IN THE end the 221 delegates were emphatic in their decision not to allow their clubs play without Cork players in the championship seasons of 2020 and 2021.
Depending on your viewpoint it represents either a missed opportunity or a copper-fastening one of the core principles of the GAA, club first, county second.
That 136 voted for Option A sent out a loud and clear message that this particular Rubicon won’t be crossed in the immediate future, though, I suspect, it will re-surface in some guise again. That’s for another year, though.
And while those 52 delegates, who went for the nuclear Option C, will be disappointed at the decisive outcome, many of the boxes for change were most certainly ticked.
A Champions League-style group phase comprising three groups of four in three grades, Premier Senior, Senior A, Premier Intermediate and four groups of four in Intermediate A football, a reduction in the number of football teams from 52 to 48 and a straight one up, one down in relegation, will come into effect next season.
It’s a phenomenal change to the way club players will approach 2020 even if the old problems of one game in April and two more in August (and probably late August, too) persist.
How everyone gets their collective heads around providing meaningful games in May, June and July for club players, who still make up 99% of the playing population, will be monitored with interest.
And, yet given the adventurous thinking-outside-the-box approach adopted by new CEO/Secretary Kevin O’Donovan and county chair Tracey Kennedy, it will surprise no one if they’re able to produce something novel to sustain club players’ interest.
One way would be to make the leagues more attractive in terms of worthwhile prizes with a possible link to the championship though that would have to be teased out very carefully.
That’s down the road, however.
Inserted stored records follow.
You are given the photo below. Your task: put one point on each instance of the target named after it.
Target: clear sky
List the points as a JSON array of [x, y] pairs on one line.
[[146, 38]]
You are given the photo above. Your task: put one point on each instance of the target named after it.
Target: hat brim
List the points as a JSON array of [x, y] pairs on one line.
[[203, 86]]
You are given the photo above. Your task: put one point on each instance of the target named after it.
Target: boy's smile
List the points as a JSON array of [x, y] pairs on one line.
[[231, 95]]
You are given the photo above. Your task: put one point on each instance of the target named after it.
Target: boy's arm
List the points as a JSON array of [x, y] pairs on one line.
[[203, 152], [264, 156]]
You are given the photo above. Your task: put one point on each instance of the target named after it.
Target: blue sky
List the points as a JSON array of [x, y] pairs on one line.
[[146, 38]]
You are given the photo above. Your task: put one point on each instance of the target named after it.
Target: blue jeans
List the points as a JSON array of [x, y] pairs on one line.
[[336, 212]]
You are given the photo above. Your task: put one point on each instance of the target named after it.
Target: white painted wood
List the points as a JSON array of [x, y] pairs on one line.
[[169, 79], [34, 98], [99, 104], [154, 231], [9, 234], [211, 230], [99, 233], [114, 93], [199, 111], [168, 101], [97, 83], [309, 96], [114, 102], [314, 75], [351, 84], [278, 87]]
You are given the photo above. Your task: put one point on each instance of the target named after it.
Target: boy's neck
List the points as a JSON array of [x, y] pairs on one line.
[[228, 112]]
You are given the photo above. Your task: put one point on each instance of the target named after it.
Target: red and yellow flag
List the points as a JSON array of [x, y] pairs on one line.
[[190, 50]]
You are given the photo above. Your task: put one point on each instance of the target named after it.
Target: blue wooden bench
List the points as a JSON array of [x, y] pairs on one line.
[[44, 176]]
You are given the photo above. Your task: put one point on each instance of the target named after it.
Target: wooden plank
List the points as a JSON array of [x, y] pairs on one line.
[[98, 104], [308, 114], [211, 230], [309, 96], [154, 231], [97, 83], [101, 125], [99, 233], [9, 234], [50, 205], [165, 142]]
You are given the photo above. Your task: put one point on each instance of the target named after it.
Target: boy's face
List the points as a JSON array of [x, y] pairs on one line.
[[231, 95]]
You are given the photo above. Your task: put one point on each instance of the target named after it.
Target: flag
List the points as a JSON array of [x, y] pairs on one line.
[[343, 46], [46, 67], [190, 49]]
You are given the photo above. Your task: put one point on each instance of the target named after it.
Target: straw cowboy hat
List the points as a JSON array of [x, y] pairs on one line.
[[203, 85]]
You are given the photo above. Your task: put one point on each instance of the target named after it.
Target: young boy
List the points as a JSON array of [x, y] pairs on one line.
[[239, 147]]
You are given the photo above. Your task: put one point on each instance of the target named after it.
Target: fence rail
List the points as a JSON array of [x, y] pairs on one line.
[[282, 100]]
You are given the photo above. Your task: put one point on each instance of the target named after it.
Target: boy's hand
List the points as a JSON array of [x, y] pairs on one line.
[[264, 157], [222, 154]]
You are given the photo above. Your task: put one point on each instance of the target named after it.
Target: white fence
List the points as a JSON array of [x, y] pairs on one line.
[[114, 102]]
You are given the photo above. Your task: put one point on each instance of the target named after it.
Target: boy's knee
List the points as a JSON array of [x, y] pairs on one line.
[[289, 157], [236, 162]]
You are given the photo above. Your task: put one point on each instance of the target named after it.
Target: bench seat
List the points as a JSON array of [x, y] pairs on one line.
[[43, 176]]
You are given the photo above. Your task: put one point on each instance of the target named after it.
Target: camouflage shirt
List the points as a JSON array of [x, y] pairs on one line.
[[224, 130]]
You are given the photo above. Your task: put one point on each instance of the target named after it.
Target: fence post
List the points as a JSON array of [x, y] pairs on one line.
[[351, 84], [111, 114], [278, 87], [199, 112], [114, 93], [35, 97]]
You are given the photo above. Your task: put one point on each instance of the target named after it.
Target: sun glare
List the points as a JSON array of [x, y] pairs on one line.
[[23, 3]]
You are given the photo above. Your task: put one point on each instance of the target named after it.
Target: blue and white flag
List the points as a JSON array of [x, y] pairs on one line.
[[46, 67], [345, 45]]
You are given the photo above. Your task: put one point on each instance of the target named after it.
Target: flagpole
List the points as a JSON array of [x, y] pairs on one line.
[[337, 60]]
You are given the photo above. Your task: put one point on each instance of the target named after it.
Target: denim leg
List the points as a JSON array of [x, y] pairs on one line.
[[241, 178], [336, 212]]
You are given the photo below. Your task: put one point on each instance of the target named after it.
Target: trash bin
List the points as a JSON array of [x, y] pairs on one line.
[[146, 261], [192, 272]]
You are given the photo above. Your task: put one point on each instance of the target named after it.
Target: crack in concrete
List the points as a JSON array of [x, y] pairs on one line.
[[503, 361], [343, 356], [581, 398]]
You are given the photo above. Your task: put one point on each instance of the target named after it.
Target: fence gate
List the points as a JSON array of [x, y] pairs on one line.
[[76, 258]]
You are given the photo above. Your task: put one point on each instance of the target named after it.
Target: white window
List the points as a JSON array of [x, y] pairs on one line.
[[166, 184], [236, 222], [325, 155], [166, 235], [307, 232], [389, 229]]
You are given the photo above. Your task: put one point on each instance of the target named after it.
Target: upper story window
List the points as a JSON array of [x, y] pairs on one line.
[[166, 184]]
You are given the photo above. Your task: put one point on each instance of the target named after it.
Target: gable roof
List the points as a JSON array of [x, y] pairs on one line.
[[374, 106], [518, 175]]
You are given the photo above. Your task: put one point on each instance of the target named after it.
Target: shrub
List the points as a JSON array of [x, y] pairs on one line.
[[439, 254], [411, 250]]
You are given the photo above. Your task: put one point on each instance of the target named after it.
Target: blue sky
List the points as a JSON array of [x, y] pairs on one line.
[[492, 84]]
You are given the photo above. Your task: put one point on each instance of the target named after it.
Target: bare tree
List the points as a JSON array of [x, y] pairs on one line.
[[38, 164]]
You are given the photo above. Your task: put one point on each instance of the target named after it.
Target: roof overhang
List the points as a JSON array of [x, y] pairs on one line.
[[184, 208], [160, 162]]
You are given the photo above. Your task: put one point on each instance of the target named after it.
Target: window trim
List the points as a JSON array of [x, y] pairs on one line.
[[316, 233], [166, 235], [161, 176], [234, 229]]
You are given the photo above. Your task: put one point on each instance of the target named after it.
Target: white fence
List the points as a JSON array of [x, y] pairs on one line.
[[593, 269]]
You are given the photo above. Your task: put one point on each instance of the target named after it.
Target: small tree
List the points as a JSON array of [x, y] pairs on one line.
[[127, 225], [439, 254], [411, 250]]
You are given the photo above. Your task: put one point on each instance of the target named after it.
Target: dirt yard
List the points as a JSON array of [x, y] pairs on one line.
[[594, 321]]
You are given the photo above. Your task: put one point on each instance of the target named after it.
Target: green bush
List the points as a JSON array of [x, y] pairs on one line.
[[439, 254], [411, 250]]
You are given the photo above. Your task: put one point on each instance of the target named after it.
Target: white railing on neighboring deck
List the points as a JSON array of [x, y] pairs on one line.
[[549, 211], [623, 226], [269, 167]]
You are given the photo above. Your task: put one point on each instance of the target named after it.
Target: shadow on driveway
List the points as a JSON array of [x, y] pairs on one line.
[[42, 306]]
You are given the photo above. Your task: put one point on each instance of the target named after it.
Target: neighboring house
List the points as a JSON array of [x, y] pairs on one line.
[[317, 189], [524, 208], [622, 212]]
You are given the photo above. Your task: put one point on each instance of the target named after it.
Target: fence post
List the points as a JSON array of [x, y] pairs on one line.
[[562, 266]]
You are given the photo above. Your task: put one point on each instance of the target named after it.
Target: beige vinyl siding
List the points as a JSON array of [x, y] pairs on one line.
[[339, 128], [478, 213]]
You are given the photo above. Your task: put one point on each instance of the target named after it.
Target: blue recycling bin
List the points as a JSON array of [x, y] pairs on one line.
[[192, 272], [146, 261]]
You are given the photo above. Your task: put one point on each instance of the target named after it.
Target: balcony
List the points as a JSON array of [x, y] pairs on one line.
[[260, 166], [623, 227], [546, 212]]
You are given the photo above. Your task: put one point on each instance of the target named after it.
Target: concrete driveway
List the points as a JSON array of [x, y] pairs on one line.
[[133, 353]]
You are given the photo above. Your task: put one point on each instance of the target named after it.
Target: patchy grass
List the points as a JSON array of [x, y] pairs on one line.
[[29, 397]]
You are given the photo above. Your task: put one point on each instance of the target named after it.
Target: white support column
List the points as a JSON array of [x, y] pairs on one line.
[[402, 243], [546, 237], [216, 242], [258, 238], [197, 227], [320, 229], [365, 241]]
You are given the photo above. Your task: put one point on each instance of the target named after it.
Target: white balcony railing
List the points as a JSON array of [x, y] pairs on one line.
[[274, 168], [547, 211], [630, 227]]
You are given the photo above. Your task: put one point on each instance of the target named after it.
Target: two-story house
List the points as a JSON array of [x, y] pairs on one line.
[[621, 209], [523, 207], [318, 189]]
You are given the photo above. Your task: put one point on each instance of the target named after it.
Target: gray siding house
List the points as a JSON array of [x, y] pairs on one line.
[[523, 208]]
For the moment those clubs who’ve not cemented their current status across all the grades have reason to take this month even more seriously than usual.
The vote to determine the grading for 2020 was tight enough, 118 delegates opting for results back-dated to 2016 with 98 voting for this season’s results only.
Credit those in charge for going to what must have been the most draining of tasks in compiling tables on results over the past three years in senior football and senior hurling.
The formula adopted was 10 points for preliminary or round 1 win, five for a round 2 or relegation play-off, 20 for round 3 or 2A, 40 for quarter-finals, 80 for semi-finals and 120 for a county senior final win.
Their football findings make very interesting reading.
The placings are: 1 St Finbarr’s 475 points, 2 Nemo Rangers 430, 3 Carbery Rangers 410, 4 Ballincollig 245, 5 Castlehaven 140, 6 Valley Rovers 130, 7 Douglas 55, 8 Bishopstown 50, 9 Carrigaline 40, 10 Clonakilty 35, 11 Ilen Rovers 35, 12 Newcestown 35, 13 Kiskeam 15, 14 St Nick’s 15, 15 O’Donovan Rossa 15, 16 Clyda Rovers 10, 17 Dohenys 10, 18 Mallow 5, 19 Fermoy 0.
There’s a definite split in terms of the top six enjoying a distinct lead over another group of six, who, in turn, have an advantage over the remaining seven.
Only the leading dozen will form the new Premier Senior grade and those outside the cut-off point at the moment include long-established senior clubs like St Nick’s, O’Donovan Rossa and Dohenys.
And as luck would have it, Nicks meet Dohenys in Brinny tomorrow at 2pm which should have added spice to the encounter.
Later in Cloughduv at 6.15pm, the preliminary round tie between Rossas and Carrigaline carries extra weight for the west Cork club in particular, currently occupying 15th and ninth places respectively in the table.
This evening’s Carbery clash of Clonakilty and Newcestown in Dunmanway, also at 6.15pm, involves clubs in 10th and 12th, too close to the cut-off mark from both perspectives. Expect a right battle.